CHARLOTTE, NC (WBTV) - The Central Intercollegiate Athletic Association (CIAA) Board of Directors says it will "immediately relocate 8 of the 10 North Carolina-based conference championships" over House Bill 2.
The conference made the announcement Friday afternoon.
Citing time constraints and contractual obligations, CIAA officials said the 2017 CIAA Women's and Men's Basketball Tournament will remain in Charlotte.
"Relocation would not be in the best interest of the membership and its student-athletes at this time," officials added.
The conference said the relocation of championships is "the first step in demonstrating that the conference does not support laws which prevent communities from effectively protecting student-athletes and fans."
HB2 requires individuals to use the bathroom corresponding to the gender listed on their birth certificate in government buildings, schools and universities, and initially took away the ability of employees to sue their employers in state court for discrimination or wrongful termination, among other things.
Months later, the legislature voted only to change a portion of HB2 that stripped workers of the right to sue their employers for wrongful termination.
The bill was passed in a one-day special session in late March and was signed by Governor Pat McCrory later that night.
It came as a response to a non-discrimination ordinance passed in February by the Charlotte City Council. The ordinance broadly defined how businesses should treat gay, lesbian and transgender customers. The debate, as in other cities, focused on bathrooms.
The CIAA says it will focus its resources during the 2017 tournaments to "enhance the student-athlete experience in-venue with collaborative efforts aligning with the Charlotte community to highlight diversity, inclusion, youth education, and leadership."
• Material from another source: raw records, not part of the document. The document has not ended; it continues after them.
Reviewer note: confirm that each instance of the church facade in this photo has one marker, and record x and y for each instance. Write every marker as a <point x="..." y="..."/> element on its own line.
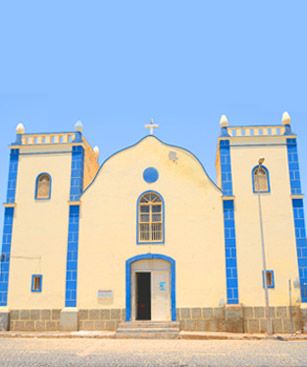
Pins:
<point x="148" y="235"/>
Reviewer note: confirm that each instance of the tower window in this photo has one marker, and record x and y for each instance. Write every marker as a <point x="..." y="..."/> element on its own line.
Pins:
<point x="269" y="278"/>
<point x="36" y="285"/>
<point x="261" y="179"/>
<point x="43" y="187"/>
<point x="150" y="218"/>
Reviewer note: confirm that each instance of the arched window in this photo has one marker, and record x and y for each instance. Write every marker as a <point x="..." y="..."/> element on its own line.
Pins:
<point x="150" y="218"/>
<point x="43" y="187"/>
<point x="261" y="180"/>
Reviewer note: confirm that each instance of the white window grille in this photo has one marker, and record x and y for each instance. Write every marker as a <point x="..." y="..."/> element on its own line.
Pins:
<point x="150" y="218"/>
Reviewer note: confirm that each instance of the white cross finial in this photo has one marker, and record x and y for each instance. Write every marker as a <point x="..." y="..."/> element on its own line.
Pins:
<point x="151" y="126"/>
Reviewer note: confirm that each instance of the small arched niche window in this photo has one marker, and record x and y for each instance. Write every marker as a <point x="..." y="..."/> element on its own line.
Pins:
<point x="261" y="180"/>
<point x="150" y="218"/>
<point x="43" y="187"/>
The CIAA Board of Directors says it will continue its discussion on hosting future championships in North Carolina and whether the tournament will remain after 2017.
"The CIAA Board recognizes that a single decision cannot offer a complete solution to a law that prevents communities from effectively protecting student-athletes and fans attending championships and events," officials said in Friday's statement. "The conference intends to increase its educational efforts to eliminate biases that exclude or marginalize any human being, regardless of one's race, ethnicity, sexual orientation, gender, or physical disability."
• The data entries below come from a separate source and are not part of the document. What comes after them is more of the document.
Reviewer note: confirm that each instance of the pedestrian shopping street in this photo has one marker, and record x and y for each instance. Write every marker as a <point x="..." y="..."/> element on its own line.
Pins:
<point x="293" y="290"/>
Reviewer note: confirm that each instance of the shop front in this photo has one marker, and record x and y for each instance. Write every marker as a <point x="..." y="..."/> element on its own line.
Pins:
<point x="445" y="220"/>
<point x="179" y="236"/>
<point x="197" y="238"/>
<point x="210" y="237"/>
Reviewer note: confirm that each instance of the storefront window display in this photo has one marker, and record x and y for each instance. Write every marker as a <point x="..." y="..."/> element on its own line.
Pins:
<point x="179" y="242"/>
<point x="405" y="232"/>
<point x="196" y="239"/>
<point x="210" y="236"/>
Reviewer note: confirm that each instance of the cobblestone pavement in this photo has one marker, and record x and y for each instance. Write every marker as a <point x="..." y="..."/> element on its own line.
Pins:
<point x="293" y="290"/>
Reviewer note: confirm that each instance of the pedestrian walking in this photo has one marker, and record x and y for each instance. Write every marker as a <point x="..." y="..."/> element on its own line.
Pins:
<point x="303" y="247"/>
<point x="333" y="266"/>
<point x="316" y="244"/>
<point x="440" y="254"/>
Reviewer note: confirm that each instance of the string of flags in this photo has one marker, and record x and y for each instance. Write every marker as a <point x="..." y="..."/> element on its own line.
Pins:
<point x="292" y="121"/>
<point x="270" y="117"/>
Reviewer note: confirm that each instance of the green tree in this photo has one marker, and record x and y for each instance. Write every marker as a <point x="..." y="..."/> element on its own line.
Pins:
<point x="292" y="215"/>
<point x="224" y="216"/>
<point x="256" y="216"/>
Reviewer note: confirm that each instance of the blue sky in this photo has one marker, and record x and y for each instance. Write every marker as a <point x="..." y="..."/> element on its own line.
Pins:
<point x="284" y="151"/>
"The Board's decision allows the conference to fight against any measures which prevent the fulfillment of its mission to foster inclusive cultures for its student-athletes," the statement continued. "With the student-athlete experience in mind, the conference is committed to protecting all of its championship events."
Thursday, the Atlantic Coast Conference announced it was going to host the ACC Football Championship in Orlando after moving it from Charlotte two weeks ago over HB2.
The conference announced it was pulling all of its "neutral site championships for the 2016-17 academic year" over House Bill 2 just two days after the National College Association of Athletes (NCAA)'s announced it was pulling all championship events from North Carolina.